Truth is, I’m not much of a sports enthusiast. I got hooked on the American League games via watching them with my fiance, who is a huge Yankees fan. He took last night’s defeat rather courageously, I thought, insisting throughout the night that the Yankees would pull a rabbit out of their hat and gain the upper hand, or upper bat, if you will.
The reason I’m even writing today is because I’m trying very hard to understand sports in general — not just baseball, which I’m familiar enough with that I can at least understand what needs to happen when the pitcher pitches and the batter bats. I can even follow basketball a bit, but not golf. Don’t ask me about football…or soccer…or tennis.
Sports is entertainment. That much I get. Folks who get into long, often heated discussions, over how much these baseball, football, basketball, golf stars etc. get paid, are just wasting breath as far as I can see. Much like the income of famous movie stars, sports stars are celebrities and they are paid accordingly. Obviously, if the general public seriously disapproved, they would stop attending the games. Wouldn’t they?
As an outside observer, it seems to me that the money isn’t the issue. Let them worry about their income. The question issue really is — is the entertainment value worth it? To be more specific, is baseball worth it?
An historical event such as the one we witnessed last night…and I maintain that it is an historical event, it will be talked about for decades to come…commands so much attention that it’s surely worth the price– regardless of what that price happens to be.
Yet, several times during the game last night the announcers mentioned how much $$$ was resting on that game…I think it was in the millions of dollars…maybe it was billions, I’m not sure. What I am sure about is that talk of the ‘cost’ of the game belittled its importance in the grand halls of American sports history. I was watching and getting drawn in the same as everyone else, without the final disappointment because I only became a Yankees fan a couple of weeks ago…and it seemed to me that this “curse of the Bambino” legend lent real historical perspective to the game.
Somehow I felt as if baseball, and this game in particular, was representative of America in a unique way. It represented the melting pot of people who live and work here. People who live in tight knit communities and neighborhoods as colorful and varied as the trees lining their streets, or the parks dotting the edges of the townlines. I couldn’t help but watch the fans as much as I watched the two baseball teams. I was fascinated by the intense looks on the kids’ faces, the cheering from each side, the huddling together, blowing on one’s hands, to keep warm.

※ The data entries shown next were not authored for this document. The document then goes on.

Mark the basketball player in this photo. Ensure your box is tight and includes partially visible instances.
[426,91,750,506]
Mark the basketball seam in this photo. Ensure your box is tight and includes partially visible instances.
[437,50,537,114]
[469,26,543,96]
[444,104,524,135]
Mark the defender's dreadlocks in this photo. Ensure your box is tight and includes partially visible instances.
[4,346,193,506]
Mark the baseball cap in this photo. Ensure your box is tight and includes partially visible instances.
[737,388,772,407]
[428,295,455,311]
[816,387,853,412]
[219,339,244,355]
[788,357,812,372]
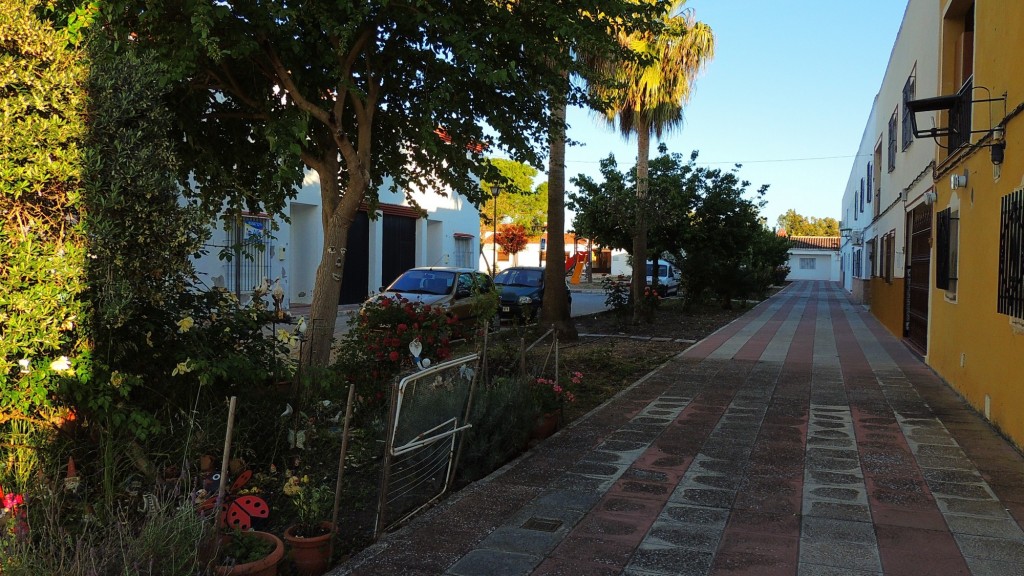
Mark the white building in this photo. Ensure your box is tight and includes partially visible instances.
[196,172,480,310]
[841,0,941,342]
[785,236,841,282]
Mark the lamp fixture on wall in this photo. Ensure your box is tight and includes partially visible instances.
[906,81,1007,166]
[949,168,968,190]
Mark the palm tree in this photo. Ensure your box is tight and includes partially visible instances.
[592,0,715,323]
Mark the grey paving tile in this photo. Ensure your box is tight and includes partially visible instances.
[970,559,1024,576]
[797,562,882,576]
[643,521,722,553]
[535,490,601,510]
[800,540,882,572]
[477,525,569,558]
[945,515,1024,541]
[800,517,877,545]
[623,545,715,576]
[665,503,729,528]
[804,500,871,522]
[935,496,1007,519]
[447,548,542,576]
[954,534,1024,565]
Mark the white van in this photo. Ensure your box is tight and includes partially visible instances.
[647,260,679,296]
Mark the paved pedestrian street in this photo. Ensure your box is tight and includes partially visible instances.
[333,282,1024,576]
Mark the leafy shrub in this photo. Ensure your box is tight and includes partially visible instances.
[458,376,540,482]
[601,275,630,314]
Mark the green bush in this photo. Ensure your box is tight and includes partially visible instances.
[0,1,91,488]
[458,376,540,483]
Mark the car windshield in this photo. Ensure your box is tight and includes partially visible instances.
[495,270,544,288]
[387,270,455,294]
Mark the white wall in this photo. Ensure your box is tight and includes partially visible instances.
[785,250,840,282]
[196,168,480,308]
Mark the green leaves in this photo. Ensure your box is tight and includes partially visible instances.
[0,2,87,419]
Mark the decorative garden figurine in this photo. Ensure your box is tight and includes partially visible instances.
[409,338,430,370]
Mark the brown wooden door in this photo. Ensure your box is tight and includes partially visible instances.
[903,204,932,354]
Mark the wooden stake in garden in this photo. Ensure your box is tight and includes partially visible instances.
[213,396,239,526]
[331,384,355,541]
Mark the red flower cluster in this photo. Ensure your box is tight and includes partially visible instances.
[338,296,454,405]
[0,486,29,538]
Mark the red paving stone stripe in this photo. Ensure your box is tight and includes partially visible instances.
[683,284,803,358]
[711,289,817,575]
[829,291,970,574]
[534,363,753,574]
[732,289,800,362]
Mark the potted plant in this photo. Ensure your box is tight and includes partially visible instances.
[283,476,334,576]
[214,531,285,576]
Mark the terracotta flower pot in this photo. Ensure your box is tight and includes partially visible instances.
[285,522,331,576]
[214,532,285,576]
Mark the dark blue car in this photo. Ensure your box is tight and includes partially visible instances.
[495,266,572,322]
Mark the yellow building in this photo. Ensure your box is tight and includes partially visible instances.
[910,0,1024,446]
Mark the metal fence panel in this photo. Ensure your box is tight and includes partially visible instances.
[375,354,479,536]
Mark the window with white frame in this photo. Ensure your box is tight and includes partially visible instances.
[455,236,476,268]
[901,69,918,150]
[888,109,899,172]
[935,208,959,296]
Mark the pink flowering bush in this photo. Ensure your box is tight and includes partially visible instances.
[0,486,29,541]
[531,372,583,414]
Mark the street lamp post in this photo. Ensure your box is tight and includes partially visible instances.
[490,184,502,276]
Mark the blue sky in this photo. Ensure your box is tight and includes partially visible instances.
[565,0,906,228]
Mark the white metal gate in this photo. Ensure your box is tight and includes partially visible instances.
[374,354,479,537]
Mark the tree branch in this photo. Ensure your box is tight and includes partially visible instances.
[260,38,336,126]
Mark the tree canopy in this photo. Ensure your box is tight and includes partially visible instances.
[568,143,696,256]
[103,0,663,364]
[480,158,548,235]
[569,145,790,306]
[777,208,839,237]
[591,0,715,322]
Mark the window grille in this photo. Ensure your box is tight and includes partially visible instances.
[889,109,899,172]
[935,208,959,292]
[867,162,874,204]
[867,238,879,277]
[883,230,896,284]
[225,214,274,301]
[996,189,1024,319]
[455,237,476,268]
[902,74,916,150]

Was it just me, or did anyone else glimpse the ghosts of fans from those carefree days of the early 20th century, when baseball was THE American sport? Did anyone else get a sense of the spirit of those long ago fans from the days when players were true American heroes, before television made everyone some kind of hero? They were there — sjumping up and down in the stands, just as intent on the RBIs, the hits, the homeruns, and the ultimate victory or defeat, as the flesh and blood fans of today, with their wild cheering and chanting– for their team — or for the camera, one can’t always be sure!
Last night’s game was more than a winning baseball game, assuring the Red Sox’s a place not only in history, but in the World Series. It was America — taking sides, making a grand stand of support, engrossed in something other than the war in Iraq, or the election, or which celebrity in Hollywood was getting divorced or being sued.
Men, women and children, gathered in Yankee territory, positive of a winning outcome on their side (Yankee or Red Sox, each fan wasn’t giving an inch…his or her team was going to win — against all odds — or with all odds — it was just going to happen). They were there sporting the proper fan attire, waving pictures of long ago heroes, chanting their team chant…it was America the way America used to be.
Involved and committed, braving the cold and the wind, full of hope and anticipation, fingers crossed, eyes raised to the heavens, hearts pumping in pride.
Today, they are all back at work or school, the winners full of excitement and cheers, celebrating a hardwon victory, the losers able to take the jeering in stride, knowing that their rivals are not homefree yet.
The Bambino is watching. Will the curse be broken or… not?